A new study published in the April issue of Health Affairs finds mixed utilization results among states offering Medicaid dental benefits. Overall, low-income adults in such states were more likely (by 10 percentage points) to seek care compared with their peers in states without the dental benefits. However, in states where a dental benefit was provided to a new group of eligible adults as part of an expansion of Medicaid under the 2010 Affordable Care Act (ACA), dental visits declined among low-income parents—the original Medicaid adult enrollee population—while visits increased among the new enrollees who had no children.

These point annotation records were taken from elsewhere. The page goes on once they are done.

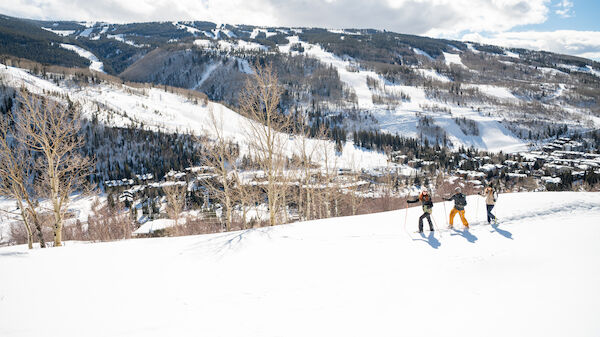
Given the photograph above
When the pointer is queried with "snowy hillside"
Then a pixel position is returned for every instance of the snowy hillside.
(120, 105)
(452, 93)
(536, 274)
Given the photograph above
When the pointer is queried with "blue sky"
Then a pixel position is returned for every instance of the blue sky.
(563, 26)
(584, 16)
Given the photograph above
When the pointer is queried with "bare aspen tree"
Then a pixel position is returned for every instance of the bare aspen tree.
(221, 154)
(16, 176)
(353, 188)
(245, 196)
(306, 152)
(329, 173)
(259, 101)
(175, 194)
(53, 130)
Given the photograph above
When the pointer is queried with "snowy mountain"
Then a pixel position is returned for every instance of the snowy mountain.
(118, 105)
(536, 274)
(448, 92)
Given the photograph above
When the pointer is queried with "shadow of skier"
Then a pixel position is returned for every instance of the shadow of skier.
(430, 239)
(502, 232)
(464, 233)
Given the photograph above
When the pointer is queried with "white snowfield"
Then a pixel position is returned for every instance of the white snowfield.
(95, 63)
(536, 274)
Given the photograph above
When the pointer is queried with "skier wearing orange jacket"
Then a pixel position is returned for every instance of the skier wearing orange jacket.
(460, 201)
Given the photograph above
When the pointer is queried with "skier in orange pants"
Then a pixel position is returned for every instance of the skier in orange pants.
(460, 201)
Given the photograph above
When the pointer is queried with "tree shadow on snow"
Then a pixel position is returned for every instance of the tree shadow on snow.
(430, 239)
(14, 254)
(465, 234)
(219, 244)
(502, 232)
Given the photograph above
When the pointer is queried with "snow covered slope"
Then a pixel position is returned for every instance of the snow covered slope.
(404, 118)
(120, 105)
(537, 274)
(96, 64)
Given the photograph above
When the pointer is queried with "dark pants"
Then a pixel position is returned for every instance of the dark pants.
(490, 215)
(428, 216)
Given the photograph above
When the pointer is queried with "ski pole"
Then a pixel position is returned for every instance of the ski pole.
(405, 217)
(477, 210)
(436, 227)
(445, 213)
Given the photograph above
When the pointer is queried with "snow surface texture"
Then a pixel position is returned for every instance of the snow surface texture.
(160, 110)
(96, 64)
(352, 276)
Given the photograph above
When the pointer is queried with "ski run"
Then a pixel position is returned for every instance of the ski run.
(535, 274)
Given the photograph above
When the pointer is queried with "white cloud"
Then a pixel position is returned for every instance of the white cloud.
(565, 9)
(431, 17)
(483, 20)
(572, 42)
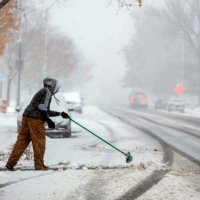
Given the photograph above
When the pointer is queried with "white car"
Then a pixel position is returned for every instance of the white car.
(176, 104)
(74, 101)
(62, 126)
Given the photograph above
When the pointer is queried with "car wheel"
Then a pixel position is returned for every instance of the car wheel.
(68, 132)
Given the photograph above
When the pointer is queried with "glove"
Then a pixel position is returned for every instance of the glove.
(65, 115)
(50, 123)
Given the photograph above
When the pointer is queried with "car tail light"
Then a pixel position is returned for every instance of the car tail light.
(140, 96)
(132, 99)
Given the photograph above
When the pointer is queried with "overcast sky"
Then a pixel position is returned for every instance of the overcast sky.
(100, 31)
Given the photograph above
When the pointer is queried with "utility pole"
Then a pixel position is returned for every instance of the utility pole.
(19, 61)
(45, 40)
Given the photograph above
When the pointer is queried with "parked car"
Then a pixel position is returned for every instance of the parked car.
(176, 104)
(63, 126)
(161, 103)
(138, 99)
(74, 101)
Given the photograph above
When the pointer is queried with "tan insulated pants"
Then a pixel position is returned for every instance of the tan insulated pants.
(32, 130)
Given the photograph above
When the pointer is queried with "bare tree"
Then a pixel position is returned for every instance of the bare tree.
(3, 3)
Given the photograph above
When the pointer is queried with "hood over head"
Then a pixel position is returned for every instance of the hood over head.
(51, 83)
(57, 87)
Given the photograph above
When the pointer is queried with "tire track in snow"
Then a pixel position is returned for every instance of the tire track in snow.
(156, 175)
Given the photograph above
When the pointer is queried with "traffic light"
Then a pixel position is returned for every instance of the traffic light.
(140, 3)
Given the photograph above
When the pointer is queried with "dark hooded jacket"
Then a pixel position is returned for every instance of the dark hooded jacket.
(39, 107)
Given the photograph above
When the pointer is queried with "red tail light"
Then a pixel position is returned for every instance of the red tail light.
(132, 99)
(140, 96)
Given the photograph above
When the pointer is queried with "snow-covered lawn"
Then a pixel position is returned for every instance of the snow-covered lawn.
(85, 156)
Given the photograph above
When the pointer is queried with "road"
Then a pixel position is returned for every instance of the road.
(165, 148)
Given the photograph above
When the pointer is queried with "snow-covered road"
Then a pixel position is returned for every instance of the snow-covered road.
(85, 177)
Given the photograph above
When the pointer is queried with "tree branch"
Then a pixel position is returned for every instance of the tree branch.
(3, 3)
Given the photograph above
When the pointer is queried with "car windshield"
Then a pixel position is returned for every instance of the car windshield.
(60, 105)
(72, 96)
(177, 100)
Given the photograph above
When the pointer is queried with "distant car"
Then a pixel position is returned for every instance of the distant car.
(74, 101)
(139, 100)
(161, 103)
(176, 104)
(63, 126)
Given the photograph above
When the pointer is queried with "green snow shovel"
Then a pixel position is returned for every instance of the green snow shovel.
(129, 157)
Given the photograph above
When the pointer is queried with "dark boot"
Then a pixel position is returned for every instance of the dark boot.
(43, 168)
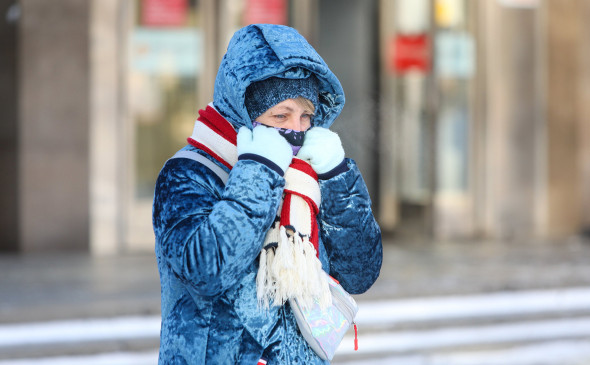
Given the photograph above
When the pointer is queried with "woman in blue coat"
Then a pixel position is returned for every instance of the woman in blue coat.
(246, 225)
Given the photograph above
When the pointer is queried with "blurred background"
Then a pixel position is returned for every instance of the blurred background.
(470, 120)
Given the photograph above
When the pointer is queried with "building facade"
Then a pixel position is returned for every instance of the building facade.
(468, 119)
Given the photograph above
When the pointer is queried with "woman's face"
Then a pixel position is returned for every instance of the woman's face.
(288, 114)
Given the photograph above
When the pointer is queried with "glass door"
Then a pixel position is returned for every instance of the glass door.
(164, 68)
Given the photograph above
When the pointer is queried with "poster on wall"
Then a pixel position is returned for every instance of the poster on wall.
(410, 52)
(265, 11)
(519, 3)
(164, 13)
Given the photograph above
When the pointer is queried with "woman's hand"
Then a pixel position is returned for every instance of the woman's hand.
(266, 143)
(322, 148)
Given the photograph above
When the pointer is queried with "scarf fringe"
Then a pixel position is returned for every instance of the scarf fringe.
(291, 271)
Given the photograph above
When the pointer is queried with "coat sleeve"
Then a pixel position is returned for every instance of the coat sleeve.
(349, 231)
(208, 235)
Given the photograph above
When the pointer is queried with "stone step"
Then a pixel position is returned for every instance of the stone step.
(386, 328)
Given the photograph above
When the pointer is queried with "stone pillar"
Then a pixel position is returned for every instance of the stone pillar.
(347, 42)
(563, 71)
(513, 125)
(584, 110)
(53, 127)
(107, 128)
(8, 126)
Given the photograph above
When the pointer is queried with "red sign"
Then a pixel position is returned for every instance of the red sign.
(265, 11)
(410, 52)
(164, 13)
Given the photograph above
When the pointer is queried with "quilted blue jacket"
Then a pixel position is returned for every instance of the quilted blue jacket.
(209, 235)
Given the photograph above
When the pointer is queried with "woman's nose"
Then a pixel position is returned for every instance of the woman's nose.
(295, 124)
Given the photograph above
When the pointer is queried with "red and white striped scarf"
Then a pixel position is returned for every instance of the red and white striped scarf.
(289, 267)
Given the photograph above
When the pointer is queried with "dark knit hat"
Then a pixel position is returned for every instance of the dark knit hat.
(263, 95)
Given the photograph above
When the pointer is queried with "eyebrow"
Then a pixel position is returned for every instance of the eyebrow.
(291, 110)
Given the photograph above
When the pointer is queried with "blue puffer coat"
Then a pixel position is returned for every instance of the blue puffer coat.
(208, 236)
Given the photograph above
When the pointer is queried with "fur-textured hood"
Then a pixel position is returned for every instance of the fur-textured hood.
(260, 51)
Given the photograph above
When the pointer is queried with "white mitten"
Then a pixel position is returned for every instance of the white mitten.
(322, 148)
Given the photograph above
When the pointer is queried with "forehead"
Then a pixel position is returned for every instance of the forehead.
(294, 105)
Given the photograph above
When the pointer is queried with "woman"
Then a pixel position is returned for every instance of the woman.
(231, 253)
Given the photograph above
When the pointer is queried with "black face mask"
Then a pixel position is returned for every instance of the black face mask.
(295, 138)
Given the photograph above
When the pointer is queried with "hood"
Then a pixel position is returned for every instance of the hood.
(259, 51)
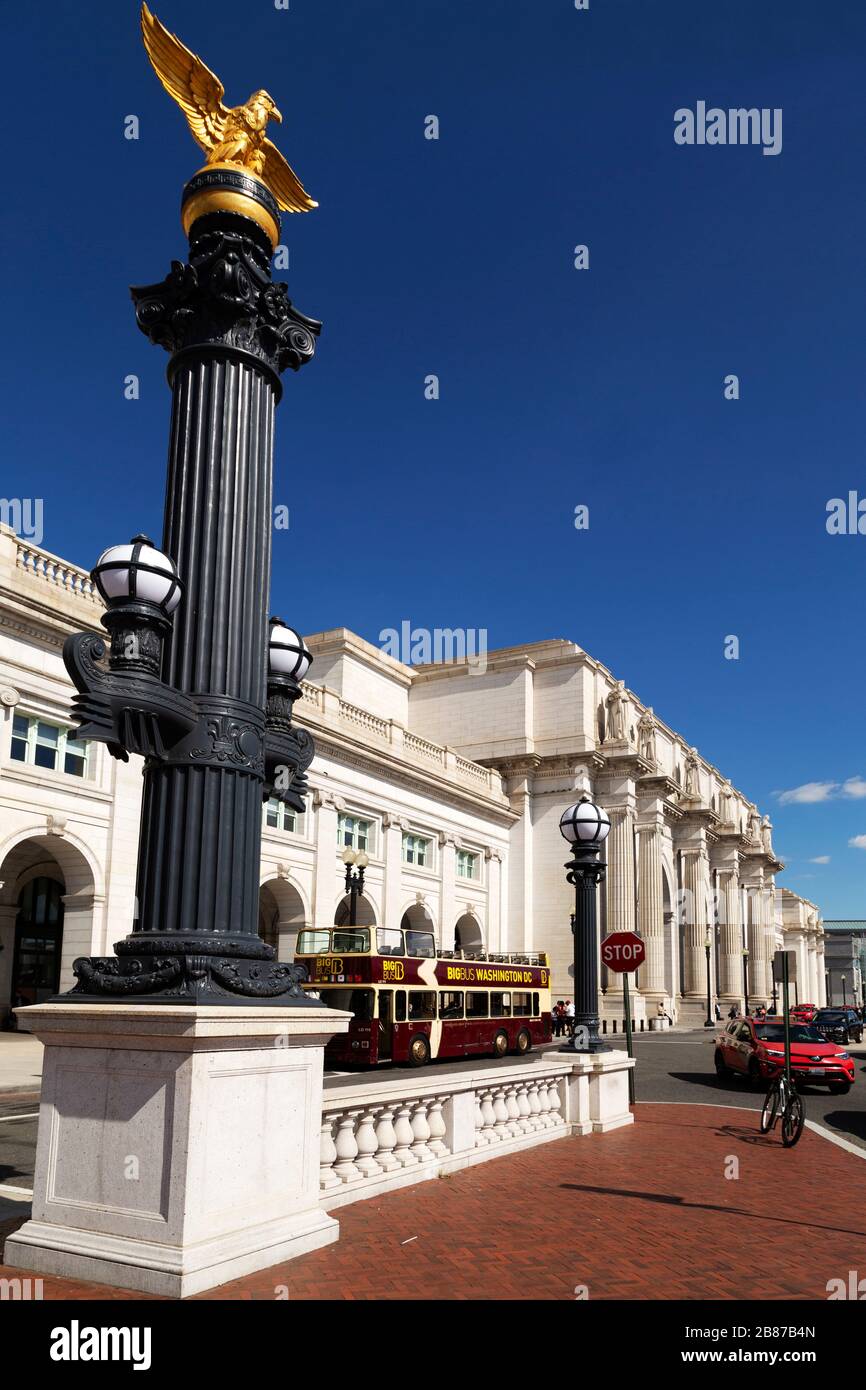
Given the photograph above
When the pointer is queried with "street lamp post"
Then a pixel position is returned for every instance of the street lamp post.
(745, 979)
(585, 826)
(708, 945)
(355, 880)
(191, 681)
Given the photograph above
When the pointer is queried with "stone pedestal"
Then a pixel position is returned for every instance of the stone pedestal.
(178, 1147)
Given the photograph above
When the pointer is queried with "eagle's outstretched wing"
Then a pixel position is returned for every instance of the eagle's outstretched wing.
(284, 182)
(192, 85)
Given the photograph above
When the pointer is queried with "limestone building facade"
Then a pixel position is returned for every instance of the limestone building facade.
(451, 777)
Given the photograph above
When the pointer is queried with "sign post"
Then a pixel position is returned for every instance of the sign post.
(624, 951)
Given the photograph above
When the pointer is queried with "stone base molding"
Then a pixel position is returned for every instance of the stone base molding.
(392, 1133)
(178, 1147)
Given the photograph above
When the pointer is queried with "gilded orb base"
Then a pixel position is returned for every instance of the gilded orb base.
(227, 188)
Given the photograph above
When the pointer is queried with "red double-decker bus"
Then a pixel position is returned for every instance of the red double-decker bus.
(413, 1004)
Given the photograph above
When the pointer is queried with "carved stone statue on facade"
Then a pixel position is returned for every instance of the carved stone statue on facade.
(616, 713)
(647, 737)
(692, 777)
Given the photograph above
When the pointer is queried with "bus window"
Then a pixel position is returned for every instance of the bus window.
(421, 1005)
(355, 940)
(356, 1001)
(476, 1005)
(451, 1004)
(389, 940)
(313, 943)
(419, 944)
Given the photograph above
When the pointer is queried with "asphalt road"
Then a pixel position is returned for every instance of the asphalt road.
(670, 1066)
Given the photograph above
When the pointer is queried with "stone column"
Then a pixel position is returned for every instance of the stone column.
(694, 883)
(448, 876)
(651, 909)
(324, 879)
(730, 954)
(620, 870)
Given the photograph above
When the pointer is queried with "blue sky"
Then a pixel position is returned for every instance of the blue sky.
(558, 387)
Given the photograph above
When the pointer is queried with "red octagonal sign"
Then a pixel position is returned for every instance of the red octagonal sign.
(623, 951)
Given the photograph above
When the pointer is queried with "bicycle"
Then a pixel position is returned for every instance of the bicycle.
(783, 1098)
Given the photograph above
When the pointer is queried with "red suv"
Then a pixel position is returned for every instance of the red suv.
(756, 1048)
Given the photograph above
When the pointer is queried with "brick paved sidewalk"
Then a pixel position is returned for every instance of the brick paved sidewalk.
(644, 1212)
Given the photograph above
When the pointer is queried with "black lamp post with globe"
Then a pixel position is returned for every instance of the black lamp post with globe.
(585, 826)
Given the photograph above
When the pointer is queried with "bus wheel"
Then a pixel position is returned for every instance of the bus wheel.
(419, 1050)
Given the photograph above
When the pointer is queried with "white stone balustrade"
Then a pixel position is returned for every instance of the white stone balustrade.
(384, 1133)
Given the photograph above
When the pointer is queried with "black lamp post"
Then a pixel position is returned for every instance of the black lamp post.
(355, 880)
(708, 945)
(745, 979)
(585, 826)
(192, 681)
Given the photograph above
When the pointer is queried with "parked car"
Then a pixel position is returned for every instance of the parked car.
(755, 1048)
(840, 1025)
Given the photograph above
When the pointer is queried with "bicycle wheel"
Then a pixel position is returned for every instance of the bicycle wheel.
(770, 1108)
(793, 1121)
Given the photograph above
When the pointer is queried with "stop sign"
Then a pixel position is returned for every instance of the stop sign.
(623, 951)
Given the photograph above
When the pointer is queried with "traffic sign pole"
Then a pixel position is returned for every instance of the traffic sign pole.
(628, 1047)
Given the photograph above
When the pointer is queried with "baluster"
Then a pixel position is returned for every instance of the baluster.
(489, 1118)
(387, 1141)
(367, 1146)
(327, 1150)
(501, 1112)
(421, 1132)
(523, 1107)
(405, 1139)
(544, 1105)
(346, 1148)
(513, 1111)
(438, 1127)
(556, 1104)
(481, 1137)
(534, 1108)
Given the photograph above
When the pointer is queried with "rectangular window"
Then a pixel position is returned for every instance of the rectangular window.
(281, 818)
(313, 943)
(420, 944)
(353, 833)
(389, 940)
(476, 1004)
(467, 865)
(416, 851)
(451, 1004)
(41, 744)
(421, 1005)
(353, 938)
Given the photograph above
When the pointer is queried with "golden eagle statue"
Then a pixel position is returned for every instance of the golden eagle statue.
(228, 135)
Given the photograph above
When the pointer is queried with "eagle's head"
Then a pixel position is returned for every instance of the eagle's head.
(266, 102)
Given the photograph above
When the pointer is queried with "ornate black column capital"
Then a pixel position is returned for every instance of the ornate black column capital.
(224, 298)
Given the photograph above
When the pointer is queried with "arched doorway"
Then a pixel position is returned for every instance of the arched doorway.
(47, 902)
(467, 934)
(417, 919)
(38, 943)
(281, 916)
(364, 916)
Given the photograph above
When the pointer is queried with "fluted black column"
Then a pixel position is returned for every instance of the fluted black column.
(231, 331)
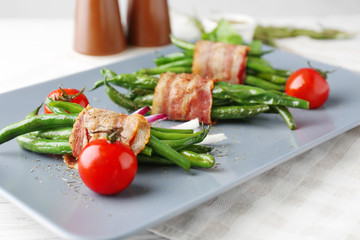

Nearly 51 million Americans live in dentist shortage areas. Noting that the majority of dentists do not treat Medicaid patients, the study calls for expanding the existing safety net and examining “alternative models of dental care delivery.” This step would ensure that eligible adults can make use of Medicaid dental coverage. The study points to parts of the ACA, including increased funding for community health centers and dentist training, that could improve supply of dental care over time. It also touts dental therapy as a “promising” approach for bolstering the delivery system serving low-income patients.
The study examined low-income nonelderly adults’ use of dental care between 2010 and 2014, a time when millions of adults gained dental coverage through Medicaid expansions enacted by 31 states and the District of Columbia. Study authors suggest that a surge in Medicaid enrollment among childless adults and a pent-up demand for care “may be stretching the already limited capacity of the providers already serving low-income parents.”
Jane Koppelman directs research for The Pew Charitable Trusts’ dental campaign.